In contrast to the ample global supplies that are weighing on some of the other soft commodities like sugar and coffee, the International Cocoa Organization (ICCO) is forecasting global demand for cocoa beans to outpace world supplies by as much as 70,000 tonnes during the current cocoa year that started on Oct. 1. The organisation attributes the expected shortfall to increasing demand and a poor harvest in West Africa. ICCO recently revised upwards its 2012/13 cocoa deficit to 86,000 tonnes from its earlier estimate of 52,000 tonnes.

Brent oil holds above $111 on supply worries

Brent crude for January delivery on ICE Futures Europe rose to touch $111.40 a barrel at the end of last week, a level not seen since early October, amid the lack of progress on talks between Iran and major powers on the Middle Eastern country’s controversial nuclear program. Following news of a US-led deal with Iran, Brent fell back to near $108 a barrel during trading on Nov. 25 but quickly recovered to settle at $111, and only five cents down on the day.

The agreement fuelled concerns that an easing of sanctions on Iran’s crude sales will follow. But after investors digested the news, they concluded that it would lead to no immediate increase in crude supplies, analysts said.

Brent crude futures also continue to be supported by a supply disruption in Libya and supply concerns elsewhere, including Iraq and Nigeria. By midweek, January Brent settled at $111.78 a barrel.

U.S. light, sweet crude prices, however, continue to be pressured rising U.S. inventories. On the New York Mercantile Exchange (Nymex), West Texas Intermediate (WTI) for delivery in January touched a low of $91.77 a barrel on Nov. 27, its weakest level since June 3, and down over $3 on where it had finished last week at $94.84.

The latest plunge followed a larger-than-expected rise in U.S. crude stocks. The Energy Information Administration (EIA) on Nov. 27 reported a 3 million barrel rise in the country’s commercial crude inventories for the week ending Nov. 22. U.S. commercial crude stocks as at Nov. 22 stood at 391.4 million barrels, according to the EIA data.  Industry body, The American Petroleum Institute, the previous day had reported a 6.9 million barrel increase in U.S. crude oil stocks, based on its own survey.

Meanwhile, gold futures at midweek settled at their lowest level in five months, amid U.S. dollar strength, and various positive U.S. data which reinforced speculation for an earlier-than-expected announcement from the Federal Reserve to begin tapering of its monetary stimulus package.

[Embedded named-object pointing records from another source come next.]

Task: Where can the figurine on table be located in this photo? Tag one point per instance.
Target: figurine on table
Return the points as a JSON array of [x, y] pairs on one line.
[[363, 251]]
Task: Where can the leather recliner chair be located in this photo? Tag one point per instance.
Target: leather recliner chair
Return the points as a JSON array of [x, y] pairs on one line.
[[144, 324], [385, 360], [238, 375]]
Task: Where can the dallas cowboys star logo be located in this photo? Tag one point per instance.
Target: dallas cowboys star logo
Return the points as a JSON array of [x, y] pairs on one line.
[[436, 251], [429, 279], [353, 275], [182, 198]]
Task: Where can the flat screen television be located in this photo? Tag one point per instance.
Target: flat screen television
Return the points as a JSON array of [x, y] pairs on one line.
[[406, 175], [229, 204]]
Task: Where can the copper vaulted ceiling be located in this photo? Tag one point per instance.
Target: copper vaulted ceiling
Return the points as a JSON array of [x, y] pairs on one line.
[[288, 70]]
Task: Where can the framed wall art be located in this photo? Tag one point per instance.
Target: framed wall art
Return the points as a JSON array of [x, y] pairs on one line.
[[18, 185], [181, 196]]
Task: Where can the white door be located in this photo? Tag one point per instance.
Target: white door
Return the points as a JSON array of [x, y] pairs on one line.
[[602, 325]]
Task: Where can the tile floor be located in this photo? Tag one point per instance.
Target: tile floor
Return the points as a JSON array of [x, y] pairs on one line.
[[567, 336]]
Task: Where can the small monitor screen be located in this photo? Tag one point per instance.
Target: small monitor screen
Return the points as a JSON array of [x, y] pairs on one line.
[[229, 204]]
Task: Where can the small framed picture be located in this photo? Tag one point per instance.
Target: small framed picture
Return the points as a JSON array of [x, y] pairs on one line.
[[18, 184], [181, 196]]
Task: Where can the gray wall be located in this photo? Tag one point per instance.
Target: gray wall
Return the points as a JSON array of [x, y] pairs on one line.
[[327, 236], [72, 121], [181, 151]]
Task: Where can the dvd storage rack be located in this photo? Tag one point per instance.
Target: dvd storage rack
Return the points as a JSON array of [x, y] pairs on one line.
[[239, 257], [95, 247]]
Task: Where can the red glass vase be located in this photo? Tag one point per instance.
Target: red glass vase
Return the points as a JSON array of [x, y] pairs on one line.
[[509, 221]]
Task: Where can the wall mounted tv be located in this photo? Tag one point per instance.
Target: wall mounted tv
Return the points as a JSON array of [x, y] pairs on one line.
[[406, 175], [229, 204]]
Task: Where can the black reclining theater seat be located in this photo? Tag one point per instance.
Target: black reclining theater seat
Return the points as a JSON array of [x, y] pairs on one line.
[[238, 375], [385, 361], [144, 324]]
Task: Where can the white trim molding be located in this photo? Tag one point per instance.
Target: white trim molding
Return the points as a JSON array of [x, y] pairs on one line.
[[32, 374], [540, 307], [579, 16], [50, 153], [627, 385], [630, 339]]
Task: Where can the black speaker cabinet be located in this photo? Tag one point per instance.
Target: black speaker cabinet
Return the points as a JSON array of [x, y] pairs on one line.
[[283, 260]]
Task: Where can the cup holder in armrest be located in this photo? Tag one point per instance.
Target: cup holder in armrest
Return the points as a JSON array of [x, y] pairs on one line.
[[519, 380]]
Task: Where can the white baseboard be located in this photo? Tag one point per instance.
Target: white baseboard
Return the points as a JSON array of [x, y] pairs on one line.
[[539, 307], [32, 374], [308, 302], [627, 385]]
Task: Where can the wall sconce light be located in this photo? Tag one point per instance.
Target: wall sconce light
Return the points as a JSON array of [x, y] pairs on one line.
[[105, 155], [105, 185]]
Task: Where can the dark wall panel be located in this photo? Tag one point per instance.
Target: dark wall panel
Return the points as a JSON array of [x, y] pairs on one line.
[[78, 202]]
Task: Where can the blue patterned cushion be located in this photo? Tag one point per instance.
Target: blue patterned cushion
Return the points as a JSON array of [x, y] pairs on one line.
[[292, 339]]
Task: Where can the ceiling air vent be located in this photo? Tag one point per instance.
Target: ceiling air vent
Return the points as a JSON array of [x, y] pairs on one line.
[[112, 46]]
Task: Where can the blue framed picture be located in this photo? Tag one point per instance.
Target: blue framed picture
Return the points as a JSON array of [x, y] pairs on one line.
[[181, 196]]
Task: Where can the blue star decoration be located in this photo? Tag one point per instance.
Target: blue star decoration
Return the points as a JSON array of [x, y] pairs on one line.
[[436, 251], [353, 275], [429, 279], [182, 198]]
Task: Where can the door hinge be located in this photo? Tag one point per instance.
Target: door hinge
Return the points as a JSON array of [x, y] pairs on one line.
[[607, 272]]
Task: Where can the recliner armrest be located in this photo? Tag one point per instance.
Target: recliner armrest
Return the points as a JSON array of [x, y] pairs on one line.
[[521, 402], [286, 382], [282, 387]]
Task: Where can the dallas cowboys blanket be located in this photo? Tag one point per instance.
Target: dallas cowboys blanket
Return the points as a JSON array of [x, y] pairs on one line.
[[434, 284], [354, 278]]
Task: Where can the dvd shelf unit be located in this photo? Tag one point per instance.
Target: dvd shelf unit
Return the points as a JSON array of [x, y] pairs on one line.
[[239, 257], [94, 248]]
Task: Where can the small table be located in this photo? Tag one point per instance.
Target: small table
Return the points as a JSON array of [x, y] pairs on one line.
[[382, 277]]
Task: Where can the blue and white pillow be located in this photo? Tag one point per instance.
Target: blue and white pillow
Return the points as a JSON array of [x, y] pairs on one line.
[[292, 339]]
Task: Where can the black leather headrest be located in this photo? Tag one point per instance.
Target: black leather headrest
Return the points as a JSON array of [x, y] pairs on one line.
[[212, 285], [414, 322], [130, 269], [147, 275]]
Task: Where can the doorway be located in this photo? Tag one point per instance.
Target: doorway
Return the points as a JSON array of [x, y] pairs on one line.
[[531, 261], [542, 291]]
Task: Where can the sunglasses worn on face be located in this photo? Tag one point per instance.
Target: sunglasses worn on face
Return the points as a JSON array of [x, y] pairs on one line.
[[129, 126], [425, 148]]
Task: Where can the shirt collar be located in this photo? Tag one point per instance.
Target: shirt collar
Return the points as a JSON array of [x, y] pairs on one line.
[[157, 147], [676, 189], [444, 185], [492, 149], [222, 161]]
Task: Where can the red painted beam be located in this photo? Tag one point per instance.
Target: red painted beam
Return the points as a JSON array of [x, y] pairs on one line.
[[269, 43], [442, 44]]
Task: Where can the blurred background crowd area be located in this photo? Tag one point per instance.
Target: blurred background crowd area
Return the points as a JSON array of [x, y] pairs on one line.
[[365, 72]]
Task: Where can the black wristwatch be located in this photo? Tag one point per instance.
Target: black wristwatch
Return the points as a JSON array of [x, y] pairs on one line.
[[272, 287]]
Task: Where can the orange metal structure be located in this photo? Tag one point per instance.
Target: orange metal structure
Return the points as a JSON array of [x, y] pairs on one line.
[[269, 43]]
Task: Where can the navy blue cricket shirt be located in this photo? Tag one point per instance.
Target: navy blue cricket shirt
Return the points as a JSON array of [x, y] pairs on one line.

Gold for February delivery shed $3.60 an ounce to finish at $1,237.90 an ounce on the Comex division of Nymex, the weakest level for a most-active contract since July 8.

The deal over Iran’s nuclear programme helped boost copper at the start of this week, offsetting a stronger U.S. dollar and worries about rising global supplies of the red metal. Benchmark three-month copper on the London Metal Exchange (LME) touched its highest level in almost two weeks on Nov. 25, hitting $7,140 a tonne, before finishing the day at $7,099. By close at midweek, LME three-month copper stood at $7,070 a tonne. It had finished last week at $7,095.

While care has been taken to ensure that the information contained in this report is accurate, it is supplied without guarantee. The author can accept no responsibility for any errors or any consequence arising from the information provided.